Abundant Living Vol. V, Issue 40

“Hilli-ho!  Clear away, my lads, and let’s have lots of room here!” . . . It was 7 p.m. on Christmas Eve and old Mr. Fezziwig from his high perch had ordered work to cease and summoned his young apprentices to prepare the warehouse for a party.  The scene is from Charles Dickens’ A Christmas Carol and it occurs when the Ghost of Christmas Past takes Ebenezer Scrooge back to a time when he was a young apprentice working for Fezziwig, his most admired mentor.  Dickens describes the young lads’ response to their boss’s command this way:  There was nothing they wouldn’t have cleared away, or couldn’t have cleared away, with old Fezziwig looking on.  It was done in a minute.  Every movable was packed off, as if it were dismissed from public life for evermore; the floor was swept and watered, the lamps were trimmed, fuel was heaped upon the fire; and the warehouse was as snug, and warm, and dry, and bright a ball-room, as you would desire to see upon a winter’s night. 

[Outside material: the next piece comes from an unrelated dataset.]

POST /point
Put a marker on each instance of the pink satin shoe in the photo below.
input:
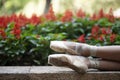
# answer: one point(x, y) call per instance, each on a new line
point(76, 63)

Such respect!  Had Fezziwig led the young lads to the edge of a cliff and beckoned them to jump they likely would have done so.  What was it about him?  Well, here’s what Scrooge himself said of his old boss to the Ghost:  “He has the power to render us happy or unhappy; to make our service light or burdensome; a pleasure or a toil.  Say that his power lies in words and looks; in things so slight and insignificant that it is impossible to add and count ’em up:  what then?  The happiness he gives, is quite as great as if it cost a fortune.”

Think for a moment of someone in your own life who wielded such influence, commanded such respect – who you would jump off a cliff for.  Was it a parent, grandparent, teacher, boss?  What are some adjectives that  would describe that person’s character.  Recall if you can the “things so slight and insignificant that it is impossible to add and count ’em up. . .” 

Yet, in spite of having such an extraordinary role model as Fezziwig, old Scrooge didn’t get it.  Otherwise he would not have become such a miserable self-centered miser.  It required warnings from the ghost of his former partner, Jacob Marley, plus three other ghosts to remind him of the past, present and future of his life before he began to integrate Fezziwig’s character into his own. 

Now, think again of that someone in your life.  Have you found ways to integrate that person’s character into your own?  If you have you’ve become a great role model just like Fezziwig – and you might be surprised  who would be willing to jump off a cliff for you.